Welfare. Il problema principe che si pone per molte realtà a guida femminile con la riapertura di lunedì è legato alla cura della famiglia: dai figli ai genitori anziani. Al riavvio praticamente completo delle attività economiche non corrisponderà infatti una riapertura delle scuole. Se a questo si aggiunge l’impossibilità di contare sulle reti di protezione familiare ecco che la ripartenza per le imprenditrici rischia di trasformarsi in un nuovo momento di difficoltà. «Per far fronte a queste situazioni – dichiara Avolio – non basteranno le misure di contenimento e vari bonus, spesso insostenibili se consideriamo che ci vorrà tempo per recuperare i livelli di reddito pre-Covid e che in ogni caso ci sono 2/3 mesi di perdita netta di fatturato. Abbiamo bisogno di un piano, di indicazioni chiare, di strumenti che non scarichino gli oneri solo sulle imprese”.

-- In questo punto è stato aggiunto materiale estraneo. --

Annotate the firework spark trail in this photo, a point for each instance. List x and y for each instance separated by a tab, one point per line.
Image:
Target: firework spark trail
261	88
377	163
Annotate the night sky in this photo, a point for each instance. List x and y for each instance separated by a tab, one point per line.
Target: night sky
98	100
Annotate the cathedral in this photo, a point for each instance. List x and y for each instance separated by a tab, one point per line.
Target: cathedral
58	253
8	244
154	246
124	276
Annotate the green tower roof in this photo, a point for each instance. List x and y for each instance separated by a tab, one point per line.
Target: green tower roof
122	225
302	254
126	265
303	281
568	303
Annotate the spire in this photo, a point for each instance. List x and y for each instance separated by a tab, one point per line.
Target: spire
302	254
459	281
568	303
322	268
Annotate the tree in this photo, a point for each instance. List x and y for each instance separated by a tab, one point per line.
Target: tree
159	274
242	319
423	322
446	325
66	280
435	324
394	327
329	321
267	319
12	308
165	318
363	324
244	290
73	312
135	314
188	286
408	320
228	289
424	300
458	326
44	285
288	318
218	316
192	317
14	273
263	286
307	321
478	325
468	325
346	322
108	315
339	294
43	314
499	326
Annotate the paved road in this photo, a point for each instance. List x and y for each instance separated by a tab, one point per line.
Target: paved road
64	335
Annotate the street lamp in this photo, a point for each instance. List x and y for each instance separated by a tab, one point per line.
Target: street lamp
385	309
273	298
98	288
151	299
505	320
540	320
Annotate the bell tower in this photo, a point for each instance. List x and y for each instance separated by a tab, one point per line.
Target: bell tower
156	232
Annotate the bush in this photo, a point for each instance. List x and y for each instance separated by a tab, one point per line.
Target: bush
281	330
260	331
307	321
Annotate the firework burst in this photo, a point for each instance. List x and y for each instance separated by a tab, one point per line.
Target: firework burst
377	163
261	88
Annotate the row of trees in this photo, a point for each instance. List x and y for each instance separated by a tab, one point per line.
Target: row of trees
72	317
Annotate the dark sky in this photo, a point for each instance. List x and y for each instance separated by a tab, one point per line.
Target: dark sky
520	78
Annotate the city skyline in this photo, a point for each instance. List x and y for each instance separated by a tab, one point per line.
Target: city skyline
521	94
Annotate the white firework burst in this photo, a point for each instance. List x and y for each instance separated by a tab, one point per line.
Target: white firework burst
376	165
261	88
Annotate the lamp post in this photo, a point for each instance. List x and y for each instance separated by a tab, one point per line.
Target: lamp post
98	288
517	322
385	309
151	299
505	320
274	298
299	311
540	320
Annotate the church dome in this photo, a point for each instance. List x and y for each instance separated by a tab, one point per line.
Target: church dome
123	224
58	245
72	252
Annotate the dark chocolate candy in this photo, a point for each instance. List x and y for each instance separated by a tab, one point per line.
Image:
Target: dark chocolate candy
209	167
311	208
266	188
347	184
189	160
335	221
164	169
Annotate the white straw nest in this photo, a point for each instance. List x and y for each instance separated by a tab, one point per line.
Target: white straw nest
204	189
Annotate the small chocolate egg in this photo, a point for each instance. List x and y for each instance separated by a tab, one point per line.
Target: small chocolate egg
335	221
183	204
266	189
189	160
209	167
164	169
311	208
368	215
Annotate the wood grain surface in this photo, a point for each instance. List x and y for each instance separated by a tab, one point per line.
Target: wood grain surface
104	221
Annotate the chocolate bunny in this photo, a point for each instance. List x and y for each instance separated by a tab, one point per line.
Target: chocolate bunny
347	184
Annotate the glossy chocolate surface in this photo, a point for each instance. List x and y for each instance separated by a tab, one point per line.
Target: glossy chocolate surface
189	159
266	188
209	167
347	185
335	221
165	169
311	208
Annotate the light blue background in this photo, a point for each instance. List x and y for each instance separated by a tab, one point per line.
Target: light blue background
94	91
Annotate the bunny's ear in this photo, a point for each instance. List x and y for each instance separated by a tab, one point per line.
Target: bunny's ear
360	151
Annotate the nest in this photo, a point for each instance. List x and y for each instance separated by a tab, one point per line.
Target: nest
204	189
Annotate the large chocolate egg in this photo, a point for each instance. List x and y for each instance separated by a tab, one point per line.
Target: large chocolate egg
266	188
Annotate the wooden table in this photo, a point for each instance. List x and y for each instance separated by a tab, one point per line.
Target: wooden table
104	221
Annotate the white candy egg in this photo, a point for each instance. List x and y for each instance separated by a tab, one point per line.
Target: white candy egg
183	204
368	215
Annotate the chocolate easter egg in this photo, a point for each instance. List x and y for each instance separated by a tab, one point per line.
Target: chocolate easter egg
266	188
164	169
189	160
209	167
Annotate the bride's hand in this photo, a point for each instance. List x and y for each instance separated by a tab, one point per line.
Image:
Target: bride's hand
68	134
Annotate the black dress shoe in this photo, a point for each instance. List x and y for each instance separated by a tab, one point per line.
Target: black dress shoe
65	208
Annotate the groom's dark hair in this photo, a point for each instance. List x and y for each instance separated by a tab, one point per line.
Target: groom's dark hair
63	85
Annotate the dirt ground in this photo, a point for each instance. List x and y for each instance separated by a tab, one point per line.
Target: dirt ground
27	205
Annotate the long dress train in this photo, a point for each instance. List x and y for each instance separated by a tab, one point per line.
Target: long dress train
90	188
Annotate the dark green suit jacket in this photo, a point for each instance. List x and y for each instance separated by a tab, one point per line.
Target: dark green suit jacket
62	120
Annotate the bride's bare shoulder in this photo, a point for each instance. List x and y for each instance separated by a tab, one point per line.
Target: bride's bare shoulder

Previdenza. L’incidenza femminile delle domande per il bonus di 600 euro transitate dal patronato di Confartigianato Udine è del 20,7% tra i titolari, ma sale al 37,7% tra i collaboratori. «Per questi ultimi il calo di fatturato aziendale potrebbe mettere particolarmente a rischio la regolarità della contribuzione previdenziale e più in generale la possibilità di ottenere una retribuzione – sottolinea ancora Avolio – in altre parole questa fascia di lavoratrici autonome appare ancora più esposta ai contraccolpi negativi dell’emergenza coronavirus. Ogni intervento sulla sostenibilità del peso contributivo a carico di tutte le artigiane, e in particolare di queste figure, risulterebbe dunque particolarmente positivo per la salvaguardia del relativo reddito e del percorso contributivo verso la pensione. Buona – continua la presidente del Movimento donne impresa – è l’idea di riconoscere contributi figurativi a fronte del lavoro di cura che spesso resta a carico del femminile».
Futuro. Particolarmente importante sarà stimolare l’avvio di nuove iniziative da parte delle donne, in nuovi settori e con nuovi modelli di business, specie se, come prevedibile, si restringeranno le possibilità di fare impresa in modo sostenibile nel terziario tradizionale (servizi alla persona, ristorazione-ospitalità). «Dovranno essere incoraggiate le iniziative nel terziario avanzato, oltre che in settori manifatturieri con prospettive di sviluppo – conclude Avolio – A questo proposito, speriamo che in Fvg possa prender corpo una misura ad hoc per sostenere, incentivare e far crescere le imprese femminili. Il tutto, non dimentichiamolo, con la massima attenzione che il momento impone sul fronte delle misure di sicurezza. Anche in questo senso chiediamo alle istituzioni che ci diano indicazioni chiare, che nulla sia lasciato al caso. Per l’artigianato, specie femminile, un’altra emergenza avrebbe effetti devastanti».